Я промолчал. Потом спросил:
«Нежничает с рабынями — это во-первых. А что-то есть во-вторых?»
«Во-вторых, — охотно отвечал мне Помпей, — есть у нее один молодой раб. Очень красивый. Она сама его купила в Риме. Имя Лисандр. Он из Магнезии, то ли лидийской, то ли карийской — я так и не понял. Он у нее анагност: читает ей греческие стихи, которые дает ей Публий. Так этого Лисандра она тоже иногда употребляет, когда козочек не хватает. Надо сказать, очень изобретательно и предельно осторожно. Ночью — никогда. Только днем и когда вокруг так много людей, что за всеми не уследишь. Находит совершенно неподходящее место и быстро там насыщается, чтобы никто не заметил ее отлучки… Это во-вторых».
«А в-третьих?»
«Ну, если тебе интересно, — ухмыльнулся Помпей, — до твоего приезда здесь, в Байях, крутился известный тебе Децим Силан. Он Юлию несколько раз посетил, а потом уехал, ни с кем не простившись. Но рабыни его чуть не каждый день приходят на Цезареву виллу, чтобы помочь по хозяйству.
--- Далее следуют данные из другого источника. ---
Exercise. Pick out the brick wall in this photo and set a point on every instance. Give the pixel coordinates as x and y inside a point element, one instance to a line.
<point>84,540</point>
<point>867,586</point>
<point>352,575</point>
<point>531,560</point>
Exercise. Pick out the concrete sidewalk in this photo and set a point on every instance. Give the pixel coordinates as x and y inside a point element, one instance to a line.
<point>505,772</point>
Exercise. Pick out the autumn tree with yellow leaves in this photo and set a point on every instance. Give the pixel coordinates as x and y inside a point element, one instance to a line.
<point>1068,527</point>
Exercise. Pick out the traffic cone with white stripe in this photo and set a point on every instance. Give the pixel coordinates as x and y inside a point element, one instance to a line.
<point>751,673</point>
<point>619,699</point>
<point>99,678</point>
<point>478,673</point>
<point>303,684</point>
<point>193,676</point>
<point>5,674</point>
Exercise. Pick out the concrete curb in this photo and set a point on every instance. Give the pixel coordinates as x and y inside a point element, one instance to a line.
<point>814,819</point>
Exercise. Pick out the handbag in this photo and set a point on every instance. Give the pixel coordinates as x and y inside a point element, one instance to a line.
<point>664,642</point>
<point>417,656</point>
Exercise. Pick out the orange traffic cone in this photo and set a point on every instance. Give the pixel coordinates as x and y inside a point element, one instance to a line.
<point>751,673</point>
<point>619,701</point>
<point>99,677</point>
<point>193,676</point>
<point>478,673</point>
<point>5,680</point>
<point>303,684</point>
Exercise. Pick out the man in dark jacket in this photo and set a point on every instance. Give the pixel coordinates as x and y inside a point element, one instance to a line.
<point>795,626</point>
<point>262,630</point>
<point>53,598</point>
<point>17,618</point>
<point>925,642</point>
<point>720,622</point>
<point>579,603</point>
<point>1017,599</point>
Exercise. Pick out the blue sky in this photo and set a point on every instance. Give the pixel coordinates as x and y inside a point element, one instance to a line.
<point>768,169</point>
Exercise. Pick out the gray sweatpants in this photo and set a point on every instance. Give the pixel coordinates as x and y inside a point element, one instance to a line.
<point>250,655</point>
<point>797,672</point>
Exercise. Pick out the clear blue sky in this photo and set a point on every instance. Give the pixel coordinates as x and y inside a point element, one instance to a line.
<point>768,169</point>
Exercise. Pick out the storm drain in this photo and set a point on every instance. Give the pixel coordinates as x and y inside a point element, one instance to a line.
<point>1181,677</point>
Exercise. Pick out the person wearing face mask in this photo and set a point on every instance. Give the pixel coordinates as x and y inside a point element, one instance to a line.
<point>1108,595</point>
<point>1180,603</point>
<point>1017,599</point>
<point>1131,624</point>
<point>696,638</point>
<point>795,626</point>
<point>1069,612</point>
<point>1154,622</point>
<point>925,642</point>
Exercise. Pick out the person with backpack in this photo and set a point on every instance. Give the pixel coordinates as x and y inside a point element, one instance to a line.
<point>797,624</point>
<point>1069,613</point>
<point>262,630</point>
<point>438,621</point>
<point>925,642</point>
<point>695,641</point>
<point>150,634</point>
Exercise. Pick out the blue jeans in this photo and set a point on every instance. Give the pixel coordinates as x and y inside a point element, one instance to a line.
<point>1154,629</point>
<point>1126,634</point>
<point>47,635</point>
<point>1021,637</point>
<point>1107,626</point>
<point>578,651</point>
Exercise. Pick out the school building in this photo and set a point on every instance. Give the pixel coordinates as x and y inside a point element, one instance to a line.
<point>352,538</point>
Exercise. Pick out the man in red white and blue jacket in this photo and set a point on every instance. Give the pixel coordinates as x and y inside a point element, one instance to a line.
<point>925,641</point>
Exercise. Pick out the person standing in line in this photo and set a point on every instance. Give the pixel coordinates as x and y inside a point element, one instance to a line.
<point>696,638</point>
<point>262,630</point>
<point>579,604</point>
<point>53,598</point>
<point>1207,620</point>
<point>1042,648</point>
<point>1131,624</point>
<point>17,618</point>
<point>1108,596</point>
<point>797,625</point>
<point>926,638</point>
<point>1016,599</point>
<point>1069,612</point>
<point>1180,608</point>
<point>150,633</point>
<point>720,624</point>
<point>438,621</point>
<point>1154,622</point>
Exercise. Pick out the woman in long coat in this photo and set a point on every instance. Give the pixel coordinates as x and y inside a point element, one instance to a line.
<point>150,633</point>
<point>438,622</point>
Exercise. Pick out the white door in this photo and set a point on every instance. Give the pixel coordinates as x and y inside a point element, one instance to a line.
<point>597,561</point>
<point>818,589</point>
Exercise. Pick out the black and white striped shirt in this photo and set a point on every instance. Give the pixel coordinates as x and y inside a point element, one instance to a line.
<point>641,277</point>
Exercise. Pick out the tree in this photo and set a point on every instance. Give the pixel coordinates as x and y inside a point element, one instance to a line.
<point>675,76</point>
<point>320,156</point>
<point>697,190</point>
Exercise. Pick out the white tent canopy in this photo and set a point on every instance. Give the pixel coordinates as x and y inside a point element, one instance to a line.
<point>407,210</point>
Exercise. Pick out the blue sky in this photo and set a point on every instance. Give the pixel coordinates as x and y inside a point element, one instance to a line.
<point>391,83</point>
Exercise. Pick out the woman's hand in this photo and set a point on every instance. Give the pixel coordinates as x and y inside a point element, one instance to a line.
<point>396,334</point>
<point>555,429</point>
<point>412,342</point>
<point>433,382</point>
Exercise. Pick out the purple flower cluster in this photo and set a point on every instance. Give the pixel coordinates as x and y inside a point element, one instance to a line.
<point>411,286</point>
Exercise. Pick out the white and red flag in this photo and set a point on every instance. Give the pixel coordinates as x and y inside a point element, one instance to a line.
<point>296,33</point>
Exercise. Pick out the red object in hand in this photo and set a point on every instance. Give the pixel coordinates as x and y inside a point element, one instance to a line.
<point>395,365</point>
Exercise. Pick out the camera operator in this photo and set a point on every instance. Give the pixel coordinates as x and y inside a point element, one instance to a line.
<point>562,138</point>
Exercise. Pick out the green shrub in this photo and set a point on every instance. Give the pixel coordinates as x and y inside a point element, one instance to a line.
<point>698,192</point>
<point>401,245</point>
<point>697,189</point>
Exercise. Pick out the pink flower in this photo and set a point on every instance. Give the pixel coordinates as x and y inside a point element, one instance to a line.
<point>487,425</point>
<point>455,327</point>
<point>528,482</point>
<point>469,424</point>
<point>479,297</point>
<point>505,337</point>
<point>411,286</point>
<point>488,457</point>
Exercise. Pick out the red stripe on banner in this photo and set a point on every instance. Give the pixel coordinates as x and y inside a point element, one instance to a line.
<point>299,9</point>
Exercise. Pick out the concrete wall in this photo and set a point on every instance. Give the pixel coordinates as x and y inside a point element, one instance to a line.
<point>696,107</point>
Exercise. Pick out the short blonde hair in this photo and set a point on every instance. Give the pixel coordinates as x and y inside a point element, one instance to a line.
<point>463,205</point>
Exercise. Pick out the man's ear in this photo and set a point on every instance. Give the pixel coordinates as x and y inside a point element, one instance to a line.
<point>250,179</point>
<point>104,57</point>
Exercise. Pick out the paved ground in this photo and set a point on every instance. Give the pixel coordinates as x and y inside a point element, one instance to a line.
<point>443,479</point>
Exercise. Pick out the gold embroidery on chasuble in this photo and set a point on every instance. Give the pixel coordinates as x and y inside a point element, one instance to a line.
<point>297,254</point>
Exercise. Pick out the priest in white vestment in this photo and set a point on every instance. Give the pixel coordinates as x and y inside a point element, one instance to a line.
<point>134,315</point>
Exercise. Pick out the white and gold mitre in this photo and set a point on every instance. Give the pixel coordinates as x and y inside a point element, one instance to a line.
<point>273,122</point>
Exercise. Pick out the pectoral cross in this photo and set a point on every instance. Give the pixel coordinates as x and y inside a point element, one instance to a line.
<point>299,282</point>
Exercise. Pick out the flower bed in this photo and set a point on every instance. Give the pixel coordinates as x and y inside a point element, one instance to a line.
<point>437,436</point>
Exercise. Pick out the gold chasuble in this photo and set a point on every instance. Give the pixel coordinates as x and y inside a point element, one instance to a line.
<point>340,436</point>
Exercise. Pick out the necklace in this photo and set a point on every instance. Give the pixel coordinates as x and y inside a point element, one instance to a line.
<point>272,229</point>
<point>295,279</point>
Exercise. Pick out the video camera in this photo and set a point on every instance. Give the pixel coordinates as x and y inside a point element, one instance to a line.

Так вот: одна из рабынь лицом поразительно похожа на нашего Децима… Они не меньше трех приходят и все хорошо прикрыты одеждой: ни волос не видать, ни ног, только лица и кисти рук… А милый наш Децим, как ты помнишь, ростом невелик, стройный, черты лица нежные, руки — как у девушки… Я, кстати, к этим Силановым служанкам стал внимательно присматриваться после того, как при последнем приходе Децима Юлия с нежностью на него посмотрела и сказала: «Тебе бы и женское платье пошло». Она это тихо произнесла. Но я расслышал… Ну и…»
«Что
Секст посерьезнел лицом и ответил:
«Ничего не берусь утверждать. Но догадываюсь, что эта рабыня с лицом Силана не зря на кухне крутится. Кухня — удобное место. Рядом несколько кладовок, двери которых можно запереть не только снаружи, но и изнутри. Из той же кухни лестница ведет в погреб…И Юлия часто заходит на кухню, чтобы отдать указания, понаблюдать за приготовлением блюд, выбрать в подвале вино… Она иногда долго его выбирает».
Я не удержался и воскликнул:
«Значит, развратница, как и мамаша!»
Помпей посмотрел на меня, как мне показалось, чуть ли не укоризненно.